Welcome to my research page. I am Cristian, a tenure-track faculty at CISPA – Helmholtz Center for Information Security in Saarbrücken, Germany. I completed my PhD in the Software Lab group at TU Darmstadt, Germany under the supervision of Michael Pradel. Prior to that, I obtained my Master's from EIT Digital, a European double degree Master's program. Concretely, I studied one year at the University of Twente, Netherlands and one year at University of Trento, Italy. I obtained my Bachelor's degree in Computer Engineering from Politehnica University of Timișoara, Romania. You can check my complete CV here.

My core research interest is in system security, at the intersection of software/web security, software engineering and programming languages.
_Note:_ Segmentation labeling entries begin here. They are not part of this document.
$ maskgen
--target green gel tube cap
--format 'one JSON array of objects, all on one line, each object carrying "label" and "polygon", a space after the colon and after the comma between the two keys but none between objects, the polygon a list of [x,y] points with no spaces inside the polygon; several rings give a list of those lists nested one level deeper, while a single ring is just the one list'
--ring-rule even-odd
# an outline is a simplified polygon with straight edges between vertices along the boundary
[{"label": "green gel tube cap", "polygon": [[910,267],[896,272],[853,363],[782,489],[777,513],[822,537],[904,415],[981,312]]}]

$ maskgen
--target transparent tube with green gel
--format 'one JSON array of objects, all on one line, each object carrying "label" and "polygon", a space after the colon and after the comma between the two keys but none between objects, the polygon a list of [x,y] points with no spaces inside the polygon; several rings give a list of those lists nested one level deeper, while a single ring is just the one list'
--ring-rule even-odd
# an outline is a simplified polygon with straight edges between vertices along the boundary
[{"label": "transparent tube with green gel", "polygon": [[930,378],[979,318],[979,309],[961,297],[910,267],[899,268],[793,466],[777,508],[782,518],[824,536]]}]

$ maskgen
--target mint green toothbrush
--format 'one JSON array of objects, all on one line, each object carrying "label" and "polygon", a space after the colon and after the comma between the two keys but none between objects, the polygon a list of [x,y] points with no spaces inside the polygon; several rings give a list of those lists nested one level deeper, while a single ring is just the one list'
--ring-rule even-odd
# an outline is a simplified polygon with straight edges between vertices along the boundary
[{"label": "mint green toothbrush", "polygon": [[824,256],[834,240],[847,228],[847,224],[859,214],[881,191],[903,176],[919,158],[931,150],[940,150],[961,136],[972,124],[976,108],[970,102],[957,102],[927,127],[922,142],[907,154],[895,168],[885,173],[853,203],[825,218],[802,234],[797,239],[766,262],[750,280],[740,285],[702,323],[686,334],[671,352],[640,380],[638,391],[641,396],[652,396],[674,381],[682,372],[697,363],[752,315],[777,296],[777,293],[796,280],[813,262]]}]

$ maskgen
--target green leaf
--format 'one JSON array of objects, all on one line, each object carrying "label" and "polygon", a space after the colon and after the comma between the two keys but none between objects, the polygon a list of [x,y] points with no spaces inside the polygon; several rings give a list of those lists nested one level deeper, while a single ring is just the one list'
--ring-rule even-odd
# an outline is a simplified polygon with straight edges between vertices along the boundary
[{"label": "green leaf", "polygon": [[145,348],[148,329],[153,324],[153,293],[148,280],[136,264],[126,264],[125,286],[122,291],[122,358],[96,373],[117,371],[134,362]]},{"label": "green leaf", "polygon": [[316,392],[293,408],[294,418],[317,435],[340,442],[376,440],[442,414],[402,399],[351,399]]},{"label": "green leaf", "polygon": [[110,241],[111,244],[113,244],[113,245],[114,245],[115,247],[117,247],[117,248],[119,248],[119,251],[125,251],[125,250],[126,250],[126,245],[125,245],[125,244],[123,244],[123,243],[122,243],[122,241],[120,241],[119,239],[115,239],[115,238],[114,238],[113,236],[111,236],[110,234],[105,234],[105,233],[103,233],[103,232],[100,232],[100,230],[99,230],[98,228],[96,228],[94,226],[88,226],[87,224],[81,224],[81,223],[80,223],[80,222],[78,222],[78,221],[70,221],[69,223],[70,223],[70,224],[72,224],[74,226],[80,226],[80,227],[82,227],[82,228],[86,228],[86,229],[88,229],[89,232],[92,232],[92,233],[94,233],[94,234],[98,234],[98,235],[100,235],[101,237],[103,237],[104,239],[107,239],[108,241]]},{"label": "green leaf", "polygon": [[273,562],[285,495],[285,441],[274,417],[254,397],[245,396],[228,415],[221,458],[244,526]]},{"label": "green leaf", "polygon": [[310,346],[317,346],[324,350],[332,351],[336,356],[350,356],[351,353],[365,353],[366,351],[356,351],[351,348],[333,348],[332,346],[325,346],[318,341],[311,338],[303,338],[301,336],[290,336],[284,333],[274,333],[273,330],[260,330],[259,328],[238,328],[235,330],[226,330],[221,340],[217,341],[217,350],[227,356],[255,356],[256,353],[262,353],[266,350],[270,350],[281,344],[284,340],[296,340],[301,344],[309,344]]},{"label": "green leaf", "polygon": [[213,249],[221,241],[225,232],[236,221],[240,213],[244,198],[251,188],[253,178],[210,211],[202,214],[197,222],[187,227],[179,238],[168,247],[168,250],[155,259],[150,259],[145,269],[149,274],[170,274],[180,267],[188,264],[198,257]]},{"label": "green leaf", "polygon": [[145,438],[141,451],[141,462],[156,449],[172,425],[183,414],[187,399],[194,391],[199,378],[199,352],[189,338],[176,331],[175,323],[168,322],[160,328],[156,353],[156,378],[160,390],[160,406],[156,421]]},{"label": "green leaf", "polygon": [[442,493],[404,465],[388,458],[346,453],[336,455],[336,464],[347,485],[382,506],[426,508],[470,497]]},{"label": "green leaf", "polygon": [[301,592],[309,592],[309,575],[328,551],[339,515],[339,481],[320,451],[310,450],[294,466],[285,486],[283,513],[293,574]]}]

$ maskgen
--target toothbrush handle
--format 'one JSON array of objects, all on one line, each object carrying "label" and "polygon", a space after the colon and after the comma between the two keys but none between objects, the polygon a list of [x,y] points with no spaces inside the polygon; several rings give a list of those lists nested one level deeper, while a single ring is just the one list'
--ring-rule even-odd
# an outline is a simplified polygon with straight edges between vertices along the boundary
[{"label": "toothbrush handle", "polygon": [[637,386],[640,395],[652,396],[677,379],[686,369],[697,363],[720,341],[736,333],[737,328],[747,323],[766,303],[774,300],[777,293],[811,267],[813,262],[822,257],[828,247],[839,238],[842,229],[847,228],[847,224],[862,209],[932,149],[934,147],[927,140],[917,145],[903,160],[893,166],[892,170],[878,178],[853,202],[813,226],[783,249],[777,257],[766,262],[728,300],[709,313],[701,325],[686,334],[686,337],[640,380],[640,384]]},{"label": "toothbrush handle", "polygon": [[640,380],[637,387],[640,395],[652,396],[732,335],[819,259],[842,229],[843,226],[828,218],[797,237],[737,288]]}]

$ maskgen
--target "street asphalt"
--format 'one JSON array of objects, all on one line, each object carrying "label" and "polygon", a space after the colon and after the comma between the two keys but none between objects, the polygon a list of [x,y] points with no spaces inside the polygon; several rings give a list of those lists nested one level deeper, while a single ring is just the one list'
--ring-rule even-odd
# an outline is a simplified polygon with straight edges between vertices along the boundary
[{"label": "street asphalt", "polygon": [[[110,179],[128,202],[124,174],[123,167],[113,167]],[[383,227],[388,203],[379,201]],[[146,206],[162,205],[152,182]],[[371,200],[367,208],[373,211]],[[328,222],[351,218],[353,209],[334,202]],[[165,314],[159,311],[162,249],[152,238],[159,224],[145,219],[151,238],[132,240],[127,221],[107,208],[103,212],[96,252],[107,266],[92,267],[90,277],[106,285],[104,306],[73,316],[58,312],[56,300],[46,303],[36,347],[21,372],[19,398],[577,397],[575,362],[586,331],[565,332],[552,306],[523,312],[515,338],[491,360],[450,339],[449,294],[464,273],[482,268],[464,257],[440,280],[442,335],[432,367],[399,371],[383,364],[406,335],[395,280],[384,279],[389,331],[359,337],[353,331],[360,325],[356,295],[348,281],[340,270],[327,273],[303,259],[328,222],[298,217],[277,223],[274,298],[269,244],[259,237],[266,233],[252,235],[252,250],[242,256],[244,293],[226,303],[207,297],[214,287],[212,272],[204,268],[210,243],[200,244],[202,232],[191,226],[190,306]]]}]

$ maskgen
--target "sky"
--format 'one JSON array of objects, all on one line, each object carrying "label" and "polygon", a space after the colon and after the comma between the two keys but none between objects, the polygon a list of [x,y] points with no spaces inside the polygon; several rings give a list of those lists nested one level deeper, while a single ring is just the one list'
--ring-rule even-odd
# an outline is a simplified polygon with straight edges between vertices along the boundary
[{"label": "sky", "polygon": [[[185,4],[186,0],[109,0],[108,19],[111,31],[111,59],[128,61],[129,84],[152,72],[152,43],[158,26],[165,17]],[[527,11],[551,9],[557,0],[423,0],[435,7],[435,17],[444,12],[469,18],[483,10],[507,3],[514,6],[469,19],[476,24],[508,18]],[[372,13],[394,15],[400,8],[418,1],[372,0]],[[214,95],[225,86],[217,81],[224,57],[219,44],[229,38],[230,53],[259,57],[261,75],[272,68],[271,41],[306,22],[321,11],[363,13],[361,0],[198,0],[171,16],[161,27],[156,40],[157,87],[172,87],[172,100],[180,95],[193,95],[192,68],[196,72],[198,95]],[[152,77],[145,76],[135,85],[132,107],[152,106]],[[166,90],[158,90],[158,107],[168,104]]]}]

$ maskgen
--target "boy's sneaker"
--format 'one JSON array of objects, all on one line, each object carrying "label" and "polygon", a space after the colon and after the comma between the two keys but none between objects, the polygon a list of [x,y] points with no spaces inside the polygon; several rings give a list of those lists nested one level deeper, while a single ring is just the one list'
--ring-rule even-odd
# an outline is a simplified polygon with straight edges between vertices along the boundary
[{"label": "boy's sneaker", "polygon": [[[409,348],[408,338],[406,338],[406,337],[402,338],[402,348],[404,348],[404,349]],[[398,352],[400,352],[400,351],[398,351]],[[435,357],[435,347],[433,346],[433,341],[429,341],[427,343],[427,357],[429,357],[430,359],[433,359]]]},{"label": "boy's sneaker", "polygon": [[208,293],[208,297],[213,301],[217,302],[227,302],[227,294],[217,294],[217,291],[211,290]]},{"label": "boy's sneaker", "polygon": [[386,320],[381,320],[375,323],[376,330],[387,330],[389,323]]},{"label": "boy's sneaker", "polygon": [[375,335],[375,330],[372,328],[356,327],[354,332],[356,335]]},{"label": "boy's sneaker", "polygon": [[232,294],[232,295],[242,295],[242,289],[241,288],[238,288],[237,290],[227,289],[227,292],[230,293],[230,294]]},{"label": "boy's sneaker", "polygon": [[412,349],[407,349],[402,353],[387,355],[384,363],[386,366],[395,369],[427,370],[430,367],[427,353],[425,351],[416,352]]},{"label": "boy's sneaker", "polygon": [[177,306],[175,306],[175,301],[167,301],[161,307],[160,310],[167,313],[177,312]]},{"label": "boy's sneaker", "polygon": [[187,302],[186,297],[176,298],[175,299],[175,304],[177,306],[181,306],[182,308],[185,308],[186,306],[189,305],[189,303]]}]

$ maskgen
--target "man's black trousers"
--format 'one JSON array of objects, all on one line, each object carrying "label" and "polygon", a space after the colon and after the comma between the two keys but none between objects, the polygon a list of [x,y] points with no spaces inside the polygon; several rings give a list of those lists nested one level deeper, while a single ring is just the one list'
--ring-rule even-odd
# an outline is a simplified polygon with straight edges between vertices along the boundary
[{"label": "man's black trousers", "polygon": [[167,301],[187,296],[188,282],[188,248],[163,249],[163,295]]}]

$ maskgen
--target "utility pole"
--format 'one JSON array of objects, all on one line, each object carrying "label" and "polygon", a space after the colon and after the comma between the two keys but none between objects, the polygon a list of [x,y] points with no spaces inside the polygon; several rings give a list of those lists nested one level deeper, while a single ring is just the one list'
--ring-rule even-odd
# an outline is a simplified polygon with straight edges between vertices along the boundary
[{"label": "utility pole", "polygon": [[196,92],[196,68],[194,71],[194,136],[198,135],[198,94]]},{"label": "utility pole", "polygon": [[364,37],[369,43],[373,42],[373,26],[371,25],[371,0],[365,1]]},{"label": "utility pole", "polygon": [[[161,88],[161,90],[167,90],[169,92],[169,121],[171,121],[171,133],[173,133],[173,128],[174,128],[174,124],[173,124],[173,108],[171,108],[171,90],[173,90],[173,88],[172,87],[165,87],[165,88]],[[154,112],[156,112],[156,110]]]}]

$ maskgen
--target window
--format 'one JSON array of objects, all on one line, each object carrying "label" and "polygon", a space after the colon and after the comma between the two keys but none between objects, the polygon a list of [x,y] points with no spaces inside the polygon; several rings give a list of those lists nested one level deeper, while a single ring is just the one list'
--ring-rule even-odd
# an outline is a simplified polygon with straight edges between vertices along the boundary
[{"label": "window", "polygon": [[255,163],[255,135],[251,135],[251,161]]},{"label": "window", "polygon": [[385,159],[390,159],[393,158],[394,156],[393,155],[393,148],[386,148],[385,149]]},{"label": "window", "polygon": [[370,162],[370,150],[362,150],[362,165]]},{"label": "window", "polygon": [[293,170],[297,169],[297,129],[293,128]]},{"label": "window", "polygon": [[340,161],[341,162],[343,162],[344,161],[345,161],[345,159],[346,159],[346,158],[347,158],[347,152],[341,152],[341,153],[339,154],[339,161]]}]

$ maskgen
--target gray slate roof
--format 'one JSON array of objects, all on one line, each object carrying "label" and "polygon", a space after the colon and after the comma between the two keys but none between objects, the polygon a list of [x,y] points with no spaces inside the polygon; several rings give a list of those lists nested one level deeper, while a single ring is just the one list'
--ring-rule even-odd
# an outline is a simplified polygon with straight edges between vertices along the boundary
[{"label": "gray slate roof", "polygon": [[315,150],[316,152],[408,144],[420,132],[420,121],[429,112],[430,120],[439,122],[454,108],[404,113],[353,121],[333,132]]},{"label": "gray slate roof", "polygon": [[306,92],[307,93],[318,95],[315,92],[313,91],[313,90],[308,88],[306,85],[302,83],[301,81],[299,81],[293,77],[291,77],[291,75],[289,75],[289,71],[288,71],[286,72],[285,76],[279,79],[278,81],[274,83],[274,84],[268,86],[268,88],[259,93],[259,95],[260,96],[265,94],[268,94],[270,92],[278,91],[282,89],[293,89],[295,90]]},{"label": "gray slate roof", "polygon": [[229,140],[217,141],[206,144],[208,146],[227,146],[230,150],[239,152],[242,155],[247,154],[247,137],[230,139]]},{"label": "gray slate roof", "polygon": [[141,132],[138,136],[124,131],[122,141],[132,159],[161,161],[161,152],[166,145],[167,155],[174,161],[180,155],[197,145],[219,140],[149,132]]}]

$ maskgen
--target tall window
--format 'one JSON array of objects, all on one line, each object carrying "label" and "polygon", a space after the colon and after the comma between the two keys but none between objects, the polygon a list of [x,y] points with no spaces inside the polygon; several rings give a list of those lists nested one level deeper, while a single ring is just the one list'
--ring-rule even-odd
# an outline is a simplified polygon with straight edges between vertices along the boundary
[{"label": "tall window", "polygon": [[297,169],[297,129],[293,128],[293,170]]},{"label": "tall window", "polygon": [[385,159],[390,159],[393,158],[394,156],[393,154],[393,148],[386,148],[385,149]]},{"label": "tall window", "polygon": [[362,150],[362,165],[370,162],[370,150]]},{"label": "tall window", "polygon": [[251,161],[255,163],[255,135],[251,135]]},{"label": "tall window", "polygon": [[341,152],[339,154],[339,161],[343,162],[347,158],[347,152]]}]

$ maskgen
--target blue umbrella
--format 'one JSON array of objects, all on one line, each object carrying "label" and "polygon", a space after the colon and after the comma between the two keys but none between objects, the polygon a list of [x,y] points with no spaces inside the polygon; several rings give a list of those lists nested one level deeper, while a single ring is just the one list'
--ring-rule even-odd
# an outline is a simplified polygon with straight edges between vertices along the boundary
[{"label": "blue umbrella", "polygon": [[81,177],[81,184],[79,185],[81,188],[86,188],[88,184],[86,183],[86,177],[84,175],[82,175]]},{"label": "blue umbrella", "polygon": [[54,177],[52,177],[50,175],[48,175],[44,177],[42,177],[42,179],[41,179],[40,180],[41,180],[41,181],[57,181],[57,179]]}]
One of the central goals of my research group is to directly contribute to the open-source ecosystem: either by building tools that can be used by practitioners or by uncovering security vulnerabilities in real systems/projects. Below are the most important themes of my research:

  1. Server-side JavaScript security: in USESEC2019 we analyze in detail the threats in the npm ecosystem, in NDSS2018 we study injection vulnerabilities in the ecosystem and propose a way to defend against them, in USESEC2018 we show that vulnerabilities in npm libraries affect real websites, and in ICSE2020 we propose automatically extracting taint specifications for npm packages.
  2. Client-side (web) security: in USESEC2019 we show how authenticated cross-origin image requests enable targeted tracking, and in TheWebConf2019 we study the prevalence of minified and obfuscated JavaScript code on the web and discuss.
  3. Lightweight program analysis for vulnerability detection: in PLAS@CCS 2019 we study the impact of considering implicit flows in information flow analysis for vulnerability detection, in NDSS2018 we use intra-procedural data flow analysis for detecting injection vulnerabilities in npm packages, in ICSE2020 we employ taint analysis for specification extraction, and in CSUR2017 we survey the main challenges for JavaScript dynamic program analysis.
  4. Novel software engineering use cases for existing unit tests: in ASE 2017 we propose using constants in existing unit tests for boosting the performance of automatic test generation, and in ICSE2020 we advocate using existing unit tests for extracting taint specifications.
  5. Applied machine learning: in TheWebConf2019 we use unsupervised machine learning for automatic source code classification, and in ASE 2017 we use more lightweight, statistical techniques for augmenting state-of-the-art automatic test generation.

Below are some worth-mentioning vulnerabilities I found during my research:
  1. vm2 issue 285, CVE-2021-21413 - sandbox breakout vulnerabilities.
  2. HackerOne report 329957 - a privacy vulnerability in Twitter that allows targeted user-tracking through cross-origin image requests.
  3. CVE-2017-16042 - a command injection vulnerability in growl, an npm package.
  4. CVE-2017-16119 - a ReDoS vulnerability in fresh, an npm package that ships with the express framework.
  5. CVE-2017-15010 - a ReDoS vulnerability in tough-cookie, a popular npm package.
  6. Several vulnerabilities in npm packages, identified during an internship at Semmle, now GitHub UK.
  7. node-sqlite issue 1450 - hard crash of the Node.js process.